The Japanese eggplant differs from a traditional eggplant in shape and texture. Instead of being globe-shaped, the Japanese eggplant is long and cylindrical. The fruit has a slightly more delicate flavor and the skin is much thinner than found on a globe eggplant. Like standard eggplant, Japanese eggplants prefer hot weather and full sun during the growing season.
Start Japanese eggplants indoors approximately eight to nine weeks before transplanting in the garden. To start the seeds, thoroughly water peat pots filled with potting soil until the pots and soil are completely moist to the touch.
Place two to three Japanese eggplant seeds in each pot. Cover the seeds with 1/8 to 1/4 inches of dry potting soil.

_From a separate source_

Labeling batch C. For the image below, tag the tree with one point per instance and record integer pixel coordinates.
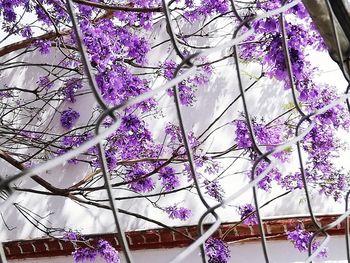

Place a sheet of plastic wrap loosely over the peat pots and place the pots in a warm area. Remove the plastic wrap from the pots when you see the first seedlings emerge from the soil. Move the seedlings to a warm, sunny area.
Transplant the seedlings to the garden when the soil temperature reaches 70 to 90 degrees Fahrenheit. Space plants 18 inches apart in the row and if planting more than one row, space rows 30 inches apart.
Harvest the fruit at approximately 2/3 the full stated size on the seed package. Japanese eggplant grow to around 6 to 9 inches, so should be harvested when 4 to 6 inches long. This will encourage more fruit production on the plant.